Two weeks later, Myron faxes Doggett from Wyoming to say he has gone into hiding. Scully asks her new partner if he thinks the creature will come after them; Doggett believes they shot it, and is more concerned that their superiors aren't happy with the field report. Scully assures him that he'll get used to that. Then she admits she never had a desk in the X-Files office, and will make sure Doggett gets one. She puts Mulder's name plate away in a drawer.
The X-Files puts forth another nominee in the competition for Most Disgusting Creature Ever Seen On Television, and Scully kicks Mulder out of his desk -- or at least buries him in it, as the symbolism of the name plate suggests. There's nothing really wrong with "Patience" except that viewers are losing it. If the writers need to establish Doggett, his relationship with Scully and the terms of their partnership, fine. If they want to use a Monster of the Week story to do so, fine. But tell us why Scully would care about this particular monster at this particular time, rather than continuing to look for Mulder. And for heaven's sake, give us some compelling reason why she'd suddenly decide to take his name off their cases, other than the mere discovery that Doggett isn't the worst guy in the world.

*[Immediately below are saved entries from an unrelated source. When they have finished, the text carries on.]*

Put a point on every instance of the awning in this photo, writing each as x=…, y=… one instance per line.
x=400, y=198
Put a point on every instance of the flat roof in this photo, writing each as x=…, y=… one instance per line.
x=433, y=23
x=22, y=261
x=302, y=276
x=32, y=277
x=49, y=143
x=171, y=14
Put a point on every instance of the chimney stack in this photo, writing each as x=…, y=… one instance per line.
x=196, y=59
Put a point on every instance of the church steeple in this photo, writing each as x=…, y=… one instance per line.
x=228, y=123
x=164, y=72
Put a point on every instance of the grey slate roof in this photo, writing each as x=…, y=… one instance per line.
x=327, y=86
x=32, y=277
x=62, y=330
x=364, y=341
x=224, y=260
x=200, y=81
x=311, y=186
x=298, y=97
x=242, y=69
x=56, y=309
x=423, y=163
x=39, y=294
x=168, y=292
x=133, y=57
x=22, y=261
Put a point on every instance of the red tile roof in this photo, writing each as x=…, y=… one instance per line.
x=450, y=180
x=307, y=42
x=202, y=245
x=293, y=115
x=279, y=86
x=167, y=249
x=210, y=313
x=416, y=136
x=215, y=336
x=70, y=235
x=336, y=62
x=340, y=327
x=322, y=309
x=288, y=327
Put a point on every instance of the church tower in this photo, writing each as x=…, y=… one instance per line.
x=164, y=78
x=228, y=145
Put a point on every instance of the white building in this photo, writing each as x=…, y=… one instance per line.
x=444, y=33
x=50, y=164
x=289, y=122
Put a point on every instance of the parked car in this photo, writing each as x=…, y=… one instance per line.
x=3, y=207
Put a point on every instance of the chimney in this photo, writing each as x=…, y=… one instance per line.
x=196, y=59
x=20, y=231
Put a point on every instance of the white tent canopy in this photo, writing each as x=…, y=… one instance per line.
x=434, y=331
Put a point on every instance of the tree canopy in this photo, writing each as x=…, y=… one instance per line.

This episode has a high nausea factor -- masticated fingers, blood-soaked clothing, a creature with gore all over its black-eyed, sharp-toothed visage. Scully must be past the first trimester because she doesn't even flinch; I was ready to puke and I'm not even pregnant. No silent victims here -- we get to hear everyone scream, even Doggett. Yet it's not very satisfying, watching a bunch of elderly people and a detective get torn apart. Doggett doesn't really have to tie Scully to the paranormal to make cops look at her strangely. All he needed to do was say that she'd worked on lots of cases as unpleasant as this one.
I don't really understand why someone terrified of a bat-man started collecting bats, yet apparently didn't learn much about how to hide from them. Seems to me that moving to Iceland would have been just as effective as staying indoors at night for 40 years. I won't even get started on the creature coming back from the dead in 1956 -- the episode has the grace never to use the word "vampire," but that issue should intrigue Scully, who has met various incarnations of vampires and even sort of dated one. I'm completely lost about what happened to Ariel's body, something Ernie explained through tears that clouded his speech. But it's not important anyway, except as the catalyst that ties the murders together and gives Scully a clever theory about where to look for the creature next.
Coming attractions -- more gore, as Scully is threatened by an icky brain-destroying cult! If I were she, I'd choose to risk my life chasing the shape-shifting aliens who kidnapped Mulder, rather than dealing with gross small-town horrors.